Many years ago my spiritual advisor told me that I should adopt some regular prayer time at the beginning and the end of each day. He also told me that I should not try to completely copy the monastics because it could cause me to lose heart over time because of the demands of living in the world interfering with completing the rules each day. He stressed taht it is more important to practice some discipline that a layman can live with and not become discouraged if he cannot complete it day after day.

It's my understanding that the monastic ideal came about as a witness to the world once Chrisitianity became legal: that we are all called to a radical commitment to God in whatever state we happen to live in. When I read St. Matthew's Gospel and read Jesus' series of "but I tell you" it seems to bear out their vision.

To live as a layman isnpired by these witnesses, I use a prayer book published by the Romanian Episcopate (OCA) for morning and evening prayers, including somewhere during the day a general intercession for all kinds of people and intentions. It's not as long as some Byzantine manuals and leaves an open ending for one's personal devotions. It is probably not the measure of a purist, but I have stuck with it for the past 33 years. Some days I even have to select just a few prayers from each section but I try to keep praying morning and evening each day.

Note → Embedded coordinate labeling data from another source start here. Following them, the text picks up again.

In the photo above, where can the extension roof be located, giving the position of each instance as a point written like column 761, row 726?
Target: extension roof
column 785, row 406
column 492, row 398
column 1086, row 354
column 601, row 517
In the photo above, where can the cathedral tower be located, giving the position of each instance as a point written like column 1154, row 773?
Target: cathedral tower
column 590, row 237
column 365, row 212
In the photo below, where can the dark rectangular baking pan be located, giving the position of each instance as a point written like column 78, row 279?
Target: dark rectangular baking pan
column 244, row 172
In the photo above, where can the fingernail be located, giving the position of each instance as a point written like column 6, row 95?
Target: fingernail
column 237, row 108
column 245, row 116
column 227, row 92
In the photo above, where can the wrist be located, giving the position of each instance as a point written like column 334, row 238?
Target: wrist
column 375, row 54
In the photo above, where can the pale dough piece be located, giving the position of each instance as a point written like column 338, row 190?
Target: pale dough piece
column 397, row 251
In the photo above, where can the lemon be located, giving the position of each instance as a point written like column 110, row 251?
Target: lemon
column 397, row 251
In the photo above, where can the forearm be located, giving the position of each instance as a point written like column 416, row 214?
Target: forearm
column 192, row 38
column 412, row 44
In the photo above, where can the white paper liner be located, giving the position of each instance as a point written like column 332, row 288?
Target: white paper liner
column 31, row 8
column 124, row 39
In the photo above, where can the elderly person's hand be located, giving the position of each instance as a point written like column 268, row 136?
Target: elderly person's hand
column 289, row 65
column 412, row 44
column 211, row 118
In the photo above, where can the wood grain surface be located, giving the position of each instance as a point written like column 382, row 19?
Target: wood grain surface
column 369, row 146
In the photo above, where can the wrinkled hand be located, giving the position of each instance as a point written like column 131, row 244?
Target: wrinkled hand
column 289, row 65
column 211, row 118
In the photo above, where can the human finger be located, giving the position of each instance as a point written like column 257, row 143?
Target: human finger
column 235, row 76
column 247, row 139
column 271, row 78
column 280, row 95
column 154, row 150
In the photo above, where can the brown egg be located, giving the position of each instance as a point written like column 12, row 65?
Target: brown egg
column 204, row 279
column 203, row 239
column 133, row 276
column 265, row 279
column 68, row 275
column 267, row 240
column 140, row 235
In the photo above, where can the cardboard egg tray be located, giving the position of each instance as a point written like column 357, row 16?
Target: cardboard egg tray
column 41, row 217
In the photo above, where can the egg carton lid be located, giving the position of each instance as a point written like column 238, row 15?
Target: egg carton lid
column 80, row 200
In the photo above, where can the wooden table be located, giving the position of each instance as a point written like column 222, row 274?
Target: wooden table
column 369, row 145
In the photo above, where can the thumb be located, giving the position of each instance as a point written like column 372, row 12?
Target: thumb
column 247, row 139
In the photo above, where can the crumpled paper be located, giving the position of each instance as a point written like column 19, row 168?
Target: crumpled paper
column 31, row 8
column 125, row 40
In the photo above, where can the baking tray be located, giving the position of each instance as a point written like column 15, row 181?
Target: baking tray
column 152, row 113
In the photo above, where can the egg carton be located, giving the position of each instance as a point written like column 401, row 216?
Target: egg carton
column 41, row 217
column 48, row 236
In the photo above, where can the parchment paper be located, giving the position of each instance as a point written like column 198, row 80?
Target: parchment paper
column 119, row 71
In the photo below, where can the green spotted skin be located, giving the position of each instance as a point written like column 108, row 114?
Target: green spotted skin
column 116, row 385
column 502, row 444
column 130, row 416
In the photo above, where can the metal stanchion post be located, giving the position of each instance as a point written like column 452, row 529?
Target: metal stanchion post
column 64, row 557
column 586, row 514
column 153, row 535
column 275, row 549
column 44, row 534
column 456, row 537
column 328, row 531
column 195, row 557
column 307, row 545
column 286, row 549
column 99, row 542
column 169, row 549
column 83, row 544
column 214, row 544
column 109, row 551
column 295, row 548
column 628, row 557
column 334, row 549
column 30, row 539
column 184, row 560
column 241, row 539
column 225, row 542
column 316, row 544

Something I have been able to practice frequently is the suggestion by Mettopolitan Anthony (Bloom) to throw out short prayers like you would seed: his Beginning to Pray and Courage to Pray are two good books about prayer and this suggestion is in oen fo them somewhere. One of the Russian saints suggested that before beginning anything one simply say "Lord, grant Your blessing." On concluding, "Thank You, Lord," finishes it.

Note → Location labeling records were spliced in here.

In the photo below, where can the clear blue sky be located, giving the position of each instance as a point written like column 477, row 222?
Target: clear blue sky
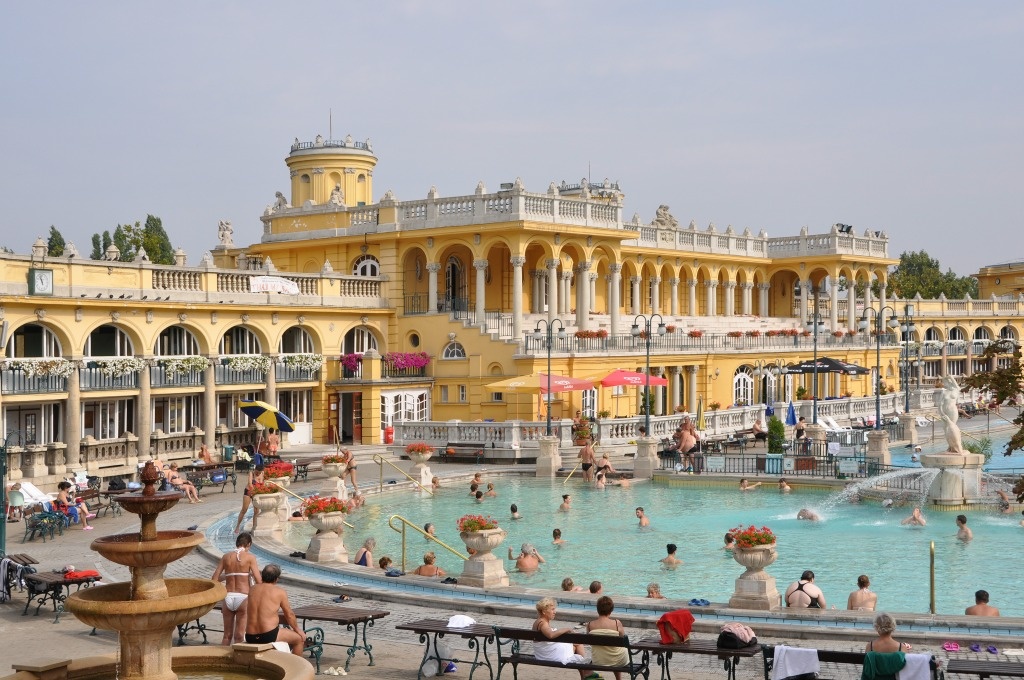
column 905, row 117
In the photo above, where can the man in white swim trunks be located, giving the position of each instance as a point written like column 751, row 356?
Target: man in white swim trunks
column 237, row 567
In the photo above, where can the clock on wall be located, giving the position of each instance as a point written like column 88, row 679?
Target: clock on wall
column 40, row 282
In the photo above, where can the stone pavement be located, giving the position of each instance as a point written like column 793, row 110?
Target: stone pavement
column 36, row 638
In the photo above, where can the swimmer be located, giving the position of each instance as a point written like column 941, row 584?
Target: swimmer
column 745, row 486
column 915, row 518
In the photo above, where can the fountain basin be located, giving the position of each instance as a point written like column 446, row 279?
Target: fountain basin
column 128, row 549
column 111, row 607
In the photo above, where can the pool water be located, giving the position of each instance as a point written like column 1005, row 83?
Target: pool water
column 604, row 542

Keeping my prayer life simple has kept it steadily growing and something that has been the "light burden."

I also make use of The Desert Fathers translated by Helen Waddell, the first three volumes of the Philokalia, The Fire of Silence and Stillness. These, together with the Scriptures and a liturgical book are about all I can handle with family, career, etc. To have the spiritual life grow--the life of Christ--means nourishing it regularly. I've learned the wisdom of this early direction because I've seen people burn out and give up by trying to absorb and incorporate everything they can get theri hands on into their spiritual life. Thanks be to God, too, for the liturgical life in which we all have been nurtured, whether we call ourselves Eastern or Western. From both I have been nourished, strengthened, and encouraged.

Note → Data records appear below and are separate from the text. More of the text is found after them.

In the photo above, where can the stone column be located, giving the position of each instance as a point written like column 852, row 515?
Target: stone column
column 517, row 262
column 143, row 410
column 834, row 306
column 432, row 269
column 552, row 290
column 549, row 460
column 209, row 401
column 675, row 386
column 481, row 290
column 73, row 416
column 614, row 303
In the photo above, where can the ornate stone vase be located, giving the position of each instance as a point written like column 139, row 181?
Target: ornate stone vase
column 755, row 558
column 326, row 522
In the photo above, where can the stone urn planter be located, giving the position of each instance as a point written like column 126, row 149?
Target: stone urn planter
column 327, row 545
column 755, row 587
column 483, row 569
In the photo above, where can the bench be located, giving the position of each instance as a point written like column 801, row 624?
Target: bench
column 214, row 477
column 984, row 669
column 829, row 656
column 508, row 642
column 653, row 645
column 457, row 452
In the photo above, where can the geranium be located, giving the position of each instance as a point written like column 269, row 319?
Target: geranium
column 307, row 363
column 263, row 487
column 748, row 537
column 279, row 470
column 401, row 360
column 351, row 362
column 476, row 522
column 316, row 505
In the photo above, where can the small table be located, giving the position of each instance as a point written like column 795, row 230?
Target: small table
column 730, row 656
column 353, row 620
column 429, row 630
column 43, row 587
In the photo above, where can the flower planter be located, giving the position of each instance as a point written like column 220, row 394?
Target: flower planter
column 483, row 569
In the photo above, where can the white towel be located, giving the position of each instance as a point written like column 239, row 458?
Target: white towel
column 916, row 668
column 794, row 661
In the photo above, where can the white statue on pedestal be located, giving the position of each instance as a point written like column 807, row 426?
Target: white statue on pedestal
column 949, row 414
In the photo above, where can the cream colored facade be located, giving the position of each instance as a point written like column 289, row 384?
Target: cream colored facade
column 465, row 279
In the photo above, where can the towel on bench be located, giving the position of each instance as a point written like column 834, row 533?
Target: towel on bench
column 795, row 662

On the other hand, my spiritual director advised me to limit the number of books so that I did not become scattered in too many directions or feel overwhelmed by so many opinions that I gave up the steady building of my relationship with Christ as being impossible. A touchstone that I use to keep even these focused comes from Nicholas Cabasilas: The Life in Christ.

As St. Seraphim of Sarov put it,

Prayer, fasting, vigils, and all other
Christian practices, however good they
may be in themselves, certainly do not
constitute the aim of our Christian life:
they are but the indispensable means of
attaining them. FOR THE TRUE AIM OF THE
CHRISTIAN LIFE IS THE ACQUISITION OF THE
HOLY SPIRIT OF GOD. As for fasts, vigils,
prayer, and almsgiving and other good works
done in the name of Christ, they are only
the means of acquiring the Holy Spirit of
God.

I always try to keep in mind that my private prayer is linked to the Liturgy wherever it is celebrated and to the prayer of every other believer who ever prayed or who is praying somewhere else and known to god alone, and to every prayer that will ever be prayed. That, it seems to me is what belonging to the Communion of Saints means and how I live it. If that's being inspired by the monastic ideal, thanks be to God.

Do I make any sense?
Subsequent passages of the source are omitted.